The broadsheet reviewer’s trick at this point in a discussion of ‘late’ Walker is to say something like "One Direction it ain’t", and return to well-rehearsed old bromides about the tension between pop and the modernist avant-garde. What’s fascinating about everything from Climate of Hunter on, however, is the way in which it resembles the most cynical Cowell-pop in its constructedness. Nothing is out of place but, more importantly, nothing feels spontaneous. This album could not have come about as the result of rockist jamming: conversely, it seems as if everything down to the most inconsequential of tambourine-rattles has been mapped out in advance.
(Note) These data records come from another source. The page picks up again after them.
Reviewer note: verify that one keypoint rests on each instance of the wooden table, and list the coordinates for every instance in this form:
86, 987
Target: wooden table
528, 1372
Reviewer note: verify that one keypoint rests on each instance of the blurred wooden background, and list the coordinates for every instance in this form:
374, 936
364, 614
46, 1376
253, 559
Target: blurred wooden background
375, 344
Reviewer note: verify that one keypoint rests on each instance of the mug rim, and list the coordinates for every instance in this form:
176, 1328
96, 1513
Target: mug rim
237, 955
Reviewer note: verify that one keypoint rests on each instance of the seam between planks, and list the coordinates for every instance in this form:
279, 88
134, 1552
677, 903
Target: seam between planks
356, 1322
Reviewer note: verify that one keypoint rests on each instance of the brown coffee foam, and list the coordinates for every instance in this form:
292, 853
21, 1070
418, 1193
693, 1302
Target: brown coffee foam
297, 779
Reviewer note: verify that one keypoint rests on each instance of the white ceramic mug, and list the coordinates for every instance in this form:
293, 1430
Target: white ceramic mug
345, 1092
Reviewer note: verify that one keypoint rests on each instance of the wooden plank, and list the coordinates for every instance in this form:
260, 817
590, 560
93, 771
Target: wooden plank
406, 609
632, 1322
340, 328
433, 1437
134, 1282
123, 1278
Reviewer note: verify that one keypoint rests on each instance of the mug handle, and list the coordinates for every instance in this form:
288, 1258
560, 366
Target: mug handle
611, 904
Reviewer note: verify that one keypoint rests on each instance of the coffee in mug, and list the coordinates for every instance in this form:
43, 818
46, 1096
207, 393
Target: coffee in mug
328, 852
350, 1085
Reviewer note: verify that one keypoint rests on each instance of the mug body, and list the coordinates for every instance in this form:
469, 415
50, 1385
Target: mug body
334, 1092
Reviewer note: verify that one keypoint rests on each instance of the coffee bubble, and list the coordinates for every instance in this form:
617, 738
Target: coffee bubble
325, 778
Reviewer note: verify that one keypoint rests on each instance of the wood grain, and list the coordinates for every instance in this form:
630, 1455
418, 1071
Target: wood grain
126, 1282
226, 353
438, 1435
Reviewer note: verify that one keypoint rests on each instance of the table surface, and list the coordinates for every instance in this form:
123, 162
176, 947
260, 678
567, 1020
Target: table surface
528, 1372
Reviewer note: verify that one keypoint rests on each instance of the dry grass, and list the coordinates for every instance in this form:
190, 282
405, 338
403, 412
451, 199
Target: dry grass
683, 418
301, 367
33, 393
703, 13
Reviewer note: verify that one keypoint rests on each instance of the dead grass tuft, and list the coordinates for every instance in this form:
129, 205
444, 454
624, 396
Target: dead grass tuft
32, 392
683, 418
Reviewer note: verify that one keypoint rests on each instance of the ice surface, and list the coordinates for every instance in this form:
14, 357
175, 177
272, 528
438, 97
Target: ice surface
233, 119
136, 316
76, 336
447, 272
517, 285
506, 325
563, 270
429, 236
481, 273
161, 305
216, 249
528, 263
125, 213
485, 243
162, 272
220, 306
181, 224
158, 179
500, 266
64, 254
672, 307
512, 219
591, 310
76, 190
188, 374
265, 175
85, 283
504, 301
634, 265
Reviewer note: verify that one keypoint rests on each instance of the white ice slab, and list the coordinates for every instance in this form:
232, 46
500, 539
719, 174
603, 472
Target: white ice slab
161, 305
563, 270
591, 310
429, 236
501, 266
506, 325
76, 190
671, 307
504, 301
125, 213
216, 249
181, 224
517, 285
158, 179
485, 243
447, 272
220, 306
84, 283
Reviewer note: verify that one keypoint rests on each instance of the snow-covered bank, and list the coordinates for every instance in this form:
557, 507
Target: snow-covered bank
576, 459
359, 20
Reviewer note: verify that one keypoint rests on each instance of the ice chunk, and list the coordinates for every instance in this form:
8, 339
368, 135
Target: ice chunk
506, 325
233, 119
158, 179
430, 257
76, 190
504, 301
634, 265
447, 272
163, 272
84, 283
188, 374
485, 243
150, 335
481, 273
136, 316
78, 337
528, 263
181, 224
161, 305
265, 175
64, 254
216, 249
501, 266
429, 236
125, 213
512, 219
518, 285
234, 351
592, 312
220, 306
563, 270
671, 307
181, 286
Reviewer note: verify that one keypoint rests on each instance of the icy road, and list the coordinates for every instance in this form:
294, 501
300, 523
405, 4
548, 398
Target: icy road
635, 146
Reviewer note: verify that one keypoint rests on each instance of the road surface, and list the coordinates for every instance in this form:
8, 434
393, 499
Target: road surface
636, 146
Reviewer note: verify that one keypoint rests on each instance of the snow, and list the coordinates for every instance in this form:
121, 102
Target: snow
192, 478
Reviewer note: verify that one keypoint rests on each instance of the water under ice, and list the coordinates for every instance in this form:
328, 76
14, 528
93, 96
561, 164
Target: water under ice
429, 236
The tracks have been plotted meticulously, which makes the journey between their internal rhythmic and tonal microclimates feel like a matter of architectural necessity rather than of rehearsal-room evolution. ‘Epizootics!’ is a case in point, its bowel-shaking bop opening seguing gradually into a martial, moderately krautrock rhythmic battering, before song structure gives way to an atonal, Xenakis-like soundscape. Perhaps the response one feels to this is akin to revulsion or horror, but it’s conjured with the same pop-savvy precision with which Walker once evoked jealousy and loss.

One word which does a lot of work in summing up Bish Bosch is ‘unanswerable’. You can’t tune out of it, but neither is there a key by which you might ultimately ‘understand’ what Walker’s getting at. From the opening, strangely gabba-like rhythmic monotony of ‘See You Don’t Bump His Head’ to the Ceaușescu number at the end, there’s no yield or compromise, no room to slip the music’s gaze. Not so much late style as an old practice made stiletto sharp, this is an album of a depth and ambition that should, frankly, set a standard for contemporary art music.